🤖 AI Summary
Detecting black-box backdoor attacks against object detection models at inference time remains challenging—especially due to complex artifacts (e.g., phantom or disappearing objects) induced by multi-object outputs and triggers, which render conventional detection methods ineffective.
Method: We propose TRACE, the first model-agnostic, gradient-free, and architecture-agnostic test-time backdoor detection framework. Leveraging a novel empirical observation—that poisoned samples exhibit higher detection consistency under background transformations, whereas clean samples show greater consistency under focal-length variations—TRACE quantifies confidence variance across foreground, background, and focal-length transformations to assess transformational consistency.
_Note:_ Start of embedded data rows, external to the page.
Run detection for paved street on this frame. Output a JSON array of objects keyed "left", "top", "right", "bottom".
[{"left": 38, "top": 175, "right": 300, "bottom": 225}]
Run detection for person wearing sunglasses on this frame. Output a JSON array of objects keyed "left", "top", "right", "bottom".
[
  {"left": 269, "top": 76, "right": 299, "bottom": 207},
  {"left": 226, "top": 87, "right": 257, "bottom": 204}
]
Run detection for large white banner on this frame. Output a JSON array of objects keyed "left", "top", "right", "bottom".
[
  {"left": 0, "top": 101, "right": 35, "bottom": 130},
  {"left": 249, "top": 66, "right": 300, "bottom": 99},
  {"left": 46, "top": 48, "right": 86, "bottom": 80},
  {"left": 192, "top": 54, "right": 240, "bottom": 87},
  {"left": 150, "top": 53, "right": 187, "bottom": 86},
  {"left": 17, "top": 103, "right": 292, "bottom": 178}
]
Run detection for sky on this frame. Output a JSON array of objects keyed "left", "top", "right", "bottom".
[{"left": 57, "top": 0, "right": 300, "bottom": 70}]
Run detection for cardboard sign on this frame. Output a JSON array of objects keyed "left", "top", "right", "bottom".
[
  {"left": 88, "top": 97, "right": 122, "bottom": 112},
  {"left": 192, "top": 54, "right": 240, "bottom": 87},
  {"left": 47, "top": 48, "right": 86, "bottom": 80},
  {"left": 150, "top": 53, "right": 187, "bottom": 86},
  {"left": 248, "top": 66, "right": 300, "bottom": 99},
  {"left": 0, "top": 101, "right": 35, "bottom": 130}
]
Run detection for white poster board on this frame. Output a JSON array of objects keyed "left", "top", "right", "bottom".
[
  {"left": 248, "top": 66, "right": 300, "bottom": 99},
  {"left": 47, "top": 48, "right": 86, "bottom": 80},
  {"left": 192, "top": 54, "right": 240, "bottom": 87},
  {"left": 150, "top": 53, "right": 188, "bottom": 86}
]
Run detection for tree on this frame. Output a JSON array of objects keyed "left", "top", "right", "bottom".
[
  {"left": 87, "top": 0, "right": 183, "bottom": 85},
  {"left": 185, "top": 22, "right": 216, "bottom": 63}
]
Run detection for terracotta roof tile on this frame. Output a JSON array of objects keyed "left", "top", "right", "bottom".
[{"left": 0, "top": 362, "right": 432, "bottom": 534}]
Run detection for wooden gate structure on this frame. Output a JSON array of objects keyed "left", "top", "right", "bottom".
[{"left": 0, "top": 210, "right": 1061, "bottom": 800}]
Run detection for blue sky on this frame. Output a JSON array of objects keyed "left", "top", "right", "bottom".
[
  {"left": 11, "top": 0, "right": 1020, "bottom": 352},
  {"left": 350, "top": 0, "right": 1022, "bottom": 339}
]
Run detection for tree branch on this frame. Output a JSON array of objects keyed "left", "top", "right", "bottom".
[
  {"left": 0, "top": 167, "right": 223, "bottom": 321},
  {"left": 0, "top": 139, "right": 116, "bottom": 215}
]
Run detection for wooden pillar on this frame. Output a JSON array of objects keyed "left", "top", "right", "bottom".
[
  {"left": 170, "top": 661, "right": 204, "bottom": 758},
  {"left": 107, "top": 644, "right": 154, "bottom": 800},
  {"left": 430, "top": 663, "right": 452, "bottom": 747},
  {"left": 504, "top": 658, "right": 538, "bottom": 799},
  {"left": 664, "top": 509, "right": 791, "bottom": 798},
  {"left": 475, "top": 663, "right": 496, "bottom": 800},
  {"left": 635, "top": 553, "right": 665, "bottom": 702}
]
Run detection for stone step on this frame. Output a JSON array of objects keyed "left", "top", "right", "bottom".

Results: Evaluated on COCO and PASCAL VOC, TRACE achieves a 30% AUROC improvement over state-of-the-art methods and demonstrates robustness against adaptive attacks.
📝 Abstract
Object detection models are vulnerable to backdoor attacks, where attackers poison a small subset of training samples by embedding a predefined trigger to manipulate prediction. Detecting poisoned samples (i.e., those containing triggers) at test time can prevent backdoor activation. However, unlike image classification tasks, the unique characteristics of object detection -- particularly its output of numerous objects -- pose fresh challenges for backdoor detection. The complex attack effects (e.g.,"ghost"object emergence or"vanishing"object) further render current defenses fundamentally inadequate. To this end, we design TRAnsformation Consistency Evaluation (TRACE), a brand-new method for detecting poisoned samples at test time in object detection. Our journey begins with two intriguing observations: (1) poisoned samples exhibit significantly more consistent detection results than clean ones across varied backgrounds. (2) clean samples show higher detection consistency when introduced to different focal information. Based on these phenomena, TRACE applies foreground and background transformations to each test sample, then assesses transformation consistency by calculating the variance in objects confidences. TRACE achieves black-box, universal backdoor detection, with extensive experiments showing a 30% improvement in AUROC over state-of-the-art defenses and resistance to adaptive attacks.